Who loathes the filibuster? Senate Democrats, of course!
It seems yet another of the President's nominees was blocked the other day, a fellow who would have sat on the National Labor Relations Board, which would be one of the many heapin' helpings of FDR's alphabet soup that besets this country. SEIU (remember them?) is outraged, since the guy was more or less in his pocket; (Socialist/Democrat-People's Revolutionary Sodality* of Vermont)(just kiddin', I know you Vermonters allll love 'im -- and he is, therefore, just what you deserve) went so far as to confer with respected greybeard Walter Mondale (he's still alive?), and tells us, "He said it was just inconceivable to anybody at that time" that it would be abused as it is now, Leahy said. "The reason the filibuster rule has been supported all these years is people have used it responsibly...this is unprecedented."
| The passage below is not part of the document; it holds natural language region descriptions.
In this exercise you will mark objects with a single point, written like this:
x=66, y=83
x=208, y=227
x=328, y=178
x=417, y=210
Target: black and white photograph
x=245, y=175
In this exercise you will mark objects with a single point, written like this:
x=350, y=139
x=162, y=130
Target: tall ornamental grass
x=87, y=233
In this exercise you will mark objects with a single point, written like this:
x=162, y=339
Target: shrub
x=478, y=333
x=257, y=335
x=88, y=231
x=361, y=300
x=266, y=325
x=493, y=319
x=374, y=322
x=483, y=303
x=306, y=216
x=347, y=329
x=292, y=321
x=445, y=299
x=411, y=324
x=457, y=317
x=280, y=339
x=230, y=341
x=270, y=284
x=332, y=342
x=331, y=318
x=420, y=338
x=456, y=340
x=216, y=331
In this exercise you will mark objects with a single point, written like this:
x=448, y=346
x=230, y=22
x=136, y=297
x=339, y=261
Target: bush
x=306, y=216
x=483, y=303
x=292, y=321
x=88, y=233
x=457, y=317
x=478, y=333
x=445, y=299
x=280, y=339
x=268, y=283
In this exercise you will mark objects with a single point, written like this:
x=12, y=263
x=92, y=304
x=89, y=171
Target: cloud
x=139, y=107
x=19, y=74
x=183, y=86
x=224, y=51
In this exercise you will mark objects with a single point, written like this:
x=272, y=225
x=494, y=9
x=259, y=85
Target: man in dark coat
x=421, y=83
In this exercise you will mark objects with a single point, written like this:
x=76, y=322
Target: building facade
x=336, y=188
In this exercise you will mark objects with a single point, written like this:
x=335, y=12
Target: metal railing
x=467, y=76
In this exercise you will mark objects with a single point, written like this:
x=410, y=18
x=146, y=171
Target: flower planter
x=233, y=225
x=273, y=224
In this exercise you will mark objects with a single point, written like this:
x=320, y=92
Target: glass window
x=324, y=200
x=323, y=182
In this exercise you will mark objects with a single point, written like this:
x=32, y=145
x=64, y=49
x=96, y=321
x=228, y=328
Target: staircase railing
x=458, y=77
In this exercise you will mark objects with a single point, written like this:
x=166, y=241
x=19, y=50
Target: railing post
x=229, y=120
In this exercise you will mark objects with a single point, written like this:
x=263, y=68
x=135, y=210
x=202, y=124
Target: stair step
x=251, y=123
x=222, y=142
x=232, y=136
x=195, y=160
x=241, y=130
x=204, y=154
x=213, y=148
Now this would be the exact same Walter Mondale (D-Outer Space) who led the charge to make ending filibusters easier, "reforming" Rule XXII way, way back in 1975 (before there was VOIP or even gravel) to reduce the number of Senate votes needed to choke off debate from two-thirds to three-fifths. Back then, The Mondale loftily informed us proles, "...the Senate will be able to deal with the pressing problems of America in 1975. This reform will make the Senate more efficient, more democratic and more effective."
At least I think that was a small "d" in "democratic." It's hard to be certain, as his is the Party that, cheered on by the odious Woodrow Wilson in 1917, first moved to put an end to unlimited debate in the U. S. Senate in 1917 with the original mod to allow cloture on a two-thirds majority. (Flip side, they're also the Party that used filibuster to slow down or stop passage of Civil Rights legislation).
But hey, not to worry; a "more efficient" and "effective" Senate that can stifle debate in its cradle will be able to make the trains run on time -- and you, too. All aboard?
* The moronization of America, Part Whatever: neither Blogger nor Firefox's spellcheckers recognize "sodality" as being in a word, not even in the most common and limited sense of a Catholic fellowship. Sigh.